Weil ein Wirt in Bayern sein Gasthaus der AfD zur Verfügung stellte, wurde die Fassade mit linksextremen Parolen beschmiert.

Foto: Bild: metropolico.org / flickr (CC BY-SA 2.0)
Gastwirt stellt AfD Räume zur Verfügung: Feiger Farbanschlag durch Anitfa

Schon im Vorfeld zu einer von der AfD organisierten Veranstaltung im Raum Deggendorf gab es Ärger. Diverse Linksradikale versuchten einen Gastwirten als „rechten“ darzustellen, weil er der Partei seine Räumlichkeiten zur Verfügung stellte. Dieser ließ sich aber nicht davon abbringen und wandte sich breitwillig an die Medien: "Das ist eine legale Partei". Weil den Linken gar nicht schmeckte, was sie da lasen und ihre Einschüchterungsversuche offenbar keine Früchte trugen, beschmierten sie kurzerhand die Fassade des Gasthauses „Zur Post“.

Wirt wurde massiv bedroht

Eigentlich wollte die AfD ihre Parteiveranstaltung in einem anderen Gasthaus abhalten, weil dort aber alles besetzt war, entschied man sich kurzerhand um und ein großer Saal in der „Post“, im bayrischen Winzer, wurde organisiert. Der 23-jährige Pächter, Thomas Engel, hatte keinerlei Probleme mit den Organisatoren oder der Partei und so war die Sache für alle Beteiligten klar.

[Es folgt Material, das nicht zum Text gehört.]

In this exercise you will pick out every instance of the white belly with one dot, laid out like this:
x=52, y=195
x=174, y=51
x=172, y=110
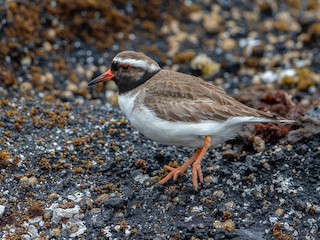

Auch die CSU würde er schließlich bewirten, sagte Engel noch im Vorfeld regionalen Medien und verwies darauf, dass auch bei ihm am Ende des Jahres die Finanzen stimmen müssten und nicht die Parteipolitik. Doch damit rief er etliche Gesinnungsterroristen auf den Plan, die ihn per E-Mail, auf Facebook oder am Telefon wüst beschimpften und teilweise sogar gefährlich bedrohten. Namen und Gesicht zeigte kaum jemand von ihnen.

Fassade mit linker Parole beschmiert

Am 23. März war es dann schließlich so weit und die Veranstaltung wurde ohne Störungen abgehalten. Diese folgte dafür wenig später: Sogenannte „linke Aktivisten“ beschmierten die Hauswand des Gasthauses Anfang April mit den Worten „Hier fühlen sich Rassisten wohl!“. Die bis jetzt immer noch ohne Impressum – und damit gegen geltendes deutsches Recht verstoßende –  Plattform linksunten.indymedia berichtet freizügig darüber.